- Country: Nepal
- Province: Bagmati Province
- District: Kathmandu District

Population (1991)
- • Total: 4,538
- Time zone: UTC+5:45 (Nepal Time)

= Panga, Kirtipur =

Panga (पाँगा) is a typical Newari settlement and part of Kirtipur Municipality. Kirtipur is one of the five municipalities in the valley i.e.; Kirtipur Municipality, the others being Kathmandu, Lalitpur, Bhaktapur and Madhyapur Thimi. It is the small city next to the Chobar Hill.

==Etymology==
The name Panga comes from Pa (to guard) and Gä (Village or city). Later on changed to "Panga".

==Demographics==
Originally a Newar foundation, Panga is still a center of Newar culture. It has been merged with surrounding villages to form the municipality of Kirtipur with a population of 65,602.

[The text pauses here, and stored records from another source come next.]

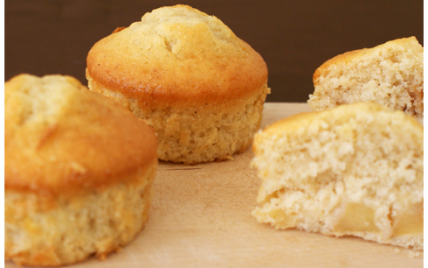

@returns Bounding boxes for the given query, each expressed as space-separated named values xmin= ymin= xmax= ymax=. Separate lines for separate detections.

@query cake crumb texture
xmin=252 ymin=103 xmax=423 ymax=249
xmin=308 ymin=37 xmax=424 ymax=121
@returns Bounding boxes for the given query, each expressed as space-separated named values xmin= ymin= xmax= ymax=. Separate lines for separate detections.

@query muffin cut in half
xmin=86 ymin=5 xmax=270 ymax=164
xmin=252 ymin=103 xmax=424 ymax=249
xmin=308 ymin=37 xmax=424 ymax=121
xmin=5 ymin=74 xmax=157 ymax=266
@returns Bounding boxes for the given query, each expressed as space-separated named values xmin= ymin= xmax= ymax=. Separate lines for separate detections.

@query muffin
xmin=308 ymin=37 xmax=424 ymax=121
xmin=252 ymin=103 xmax=424 ymax=249
xmin=4 ymin=74 xmax=158 ymax=266
xmin=86 ymin=5 xmax=270 ymax=164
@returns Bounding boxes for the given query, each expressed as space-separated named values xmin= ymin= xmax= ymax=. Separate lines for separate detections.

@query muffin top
xmin=5 ymin=74 xmax=157 ymax=195
xmin=87 ymin=5 xmax=267 ymax=107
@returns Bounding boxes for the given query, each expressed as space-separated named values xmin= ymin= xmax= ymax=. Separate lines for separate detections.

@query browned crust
xmin=312 ymin=37 xmax=419 ymax=86
xmin=87 ymin=4 xmax=268 ymax=107
xmin=5 ymin=74 xmax=157 ymax=196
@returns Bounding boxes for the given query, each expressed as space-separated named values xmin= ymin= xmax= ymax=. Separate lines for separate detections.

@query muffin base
xmin=87 ymin=74 xmax=270 ymax=164
xmin=5 ymin=165 xmax=157 ymax=266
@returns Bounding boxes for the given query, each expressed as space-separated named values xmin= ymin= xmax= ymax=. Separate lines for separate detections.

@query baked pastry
xmin=308 ymin=37 xmax=424 ymax=121
xmin=252 ymin=103 xmax=424 ymax=249
xmin=86 ymin=5 xmax=270 ymax=164
xmin=4 ymin=74 xmax=157 ymax=266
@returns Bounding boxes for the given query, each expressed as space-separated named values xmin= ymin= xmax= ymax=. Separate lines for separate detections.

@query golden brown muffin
xmin=252 ymin=103 xmax=424 ymax=249
xmin=308 ymin=37 xmax=424 ymax=121
xmin=86 ymin=5 xmax=270 ymax=164
xmin=5 ymin=74 xmax=157 ymax=266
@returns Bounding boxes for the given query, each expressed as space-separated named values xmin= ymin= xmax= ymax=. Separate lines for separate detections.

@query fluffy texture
xmin=252 ymin=103 xmax=423 ymax=249
xmin=5 ymin=75 xmax=157 ymax=266
xmin=308 ymin=37 xmax=424 ymax=121
xmin=86 ymin=5 xmax=270 ymax=164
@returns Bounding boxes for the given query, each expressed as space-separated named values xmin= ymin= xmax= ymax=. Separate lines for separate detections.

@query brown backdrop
xmin=5 ymin=0 xmax=423 ymax=102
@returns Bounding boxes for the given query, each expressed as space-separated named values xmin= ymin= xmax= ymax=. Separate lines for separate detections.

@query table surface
xmin=6 ymin=103 xmax=423 ymax=268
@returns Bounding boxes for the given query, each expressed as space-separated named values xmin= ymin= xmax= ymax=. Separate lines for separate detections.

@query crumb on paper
xmin=408 ymin=250 xmax=420 ymax=259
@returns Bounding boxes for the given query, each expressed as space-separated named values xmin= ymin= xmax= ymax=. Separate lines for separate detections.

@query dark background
xmin=5 ymin=0 xmax=423 ymax=102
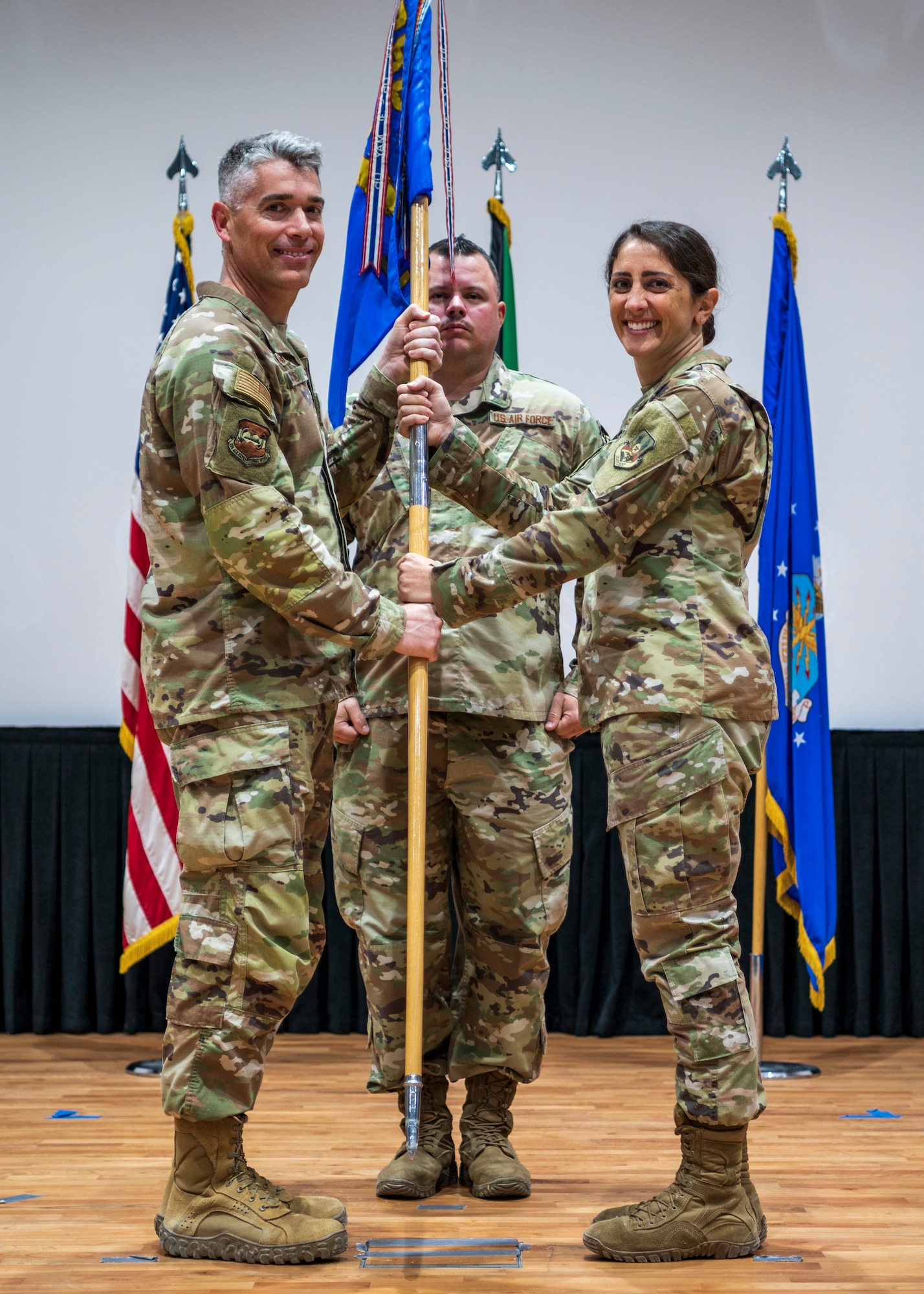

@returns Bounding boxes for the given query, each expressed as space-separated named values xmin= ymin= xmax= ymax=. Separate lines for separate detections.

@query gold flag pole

It consists of many temples, Vihars (Buddhist monastery) and churches too. Due to the presence of Tribhuvan University in Kirtipur, Kirtipur is also a popular area for out-of-town students and professors to rent houses, and they are major contributors to the local economy.

== Media ==
To promote local culture, Kirtipur Area has popular Facebook page named Panga Kirtipur where people can get all the updates of events happened before and happening. There are several weekly newspapers published from Kirtipur. They are Shahid, Kirtipur Sandesh and Swornim Sandesh. Also there is a local television station, Kirtipur Channel.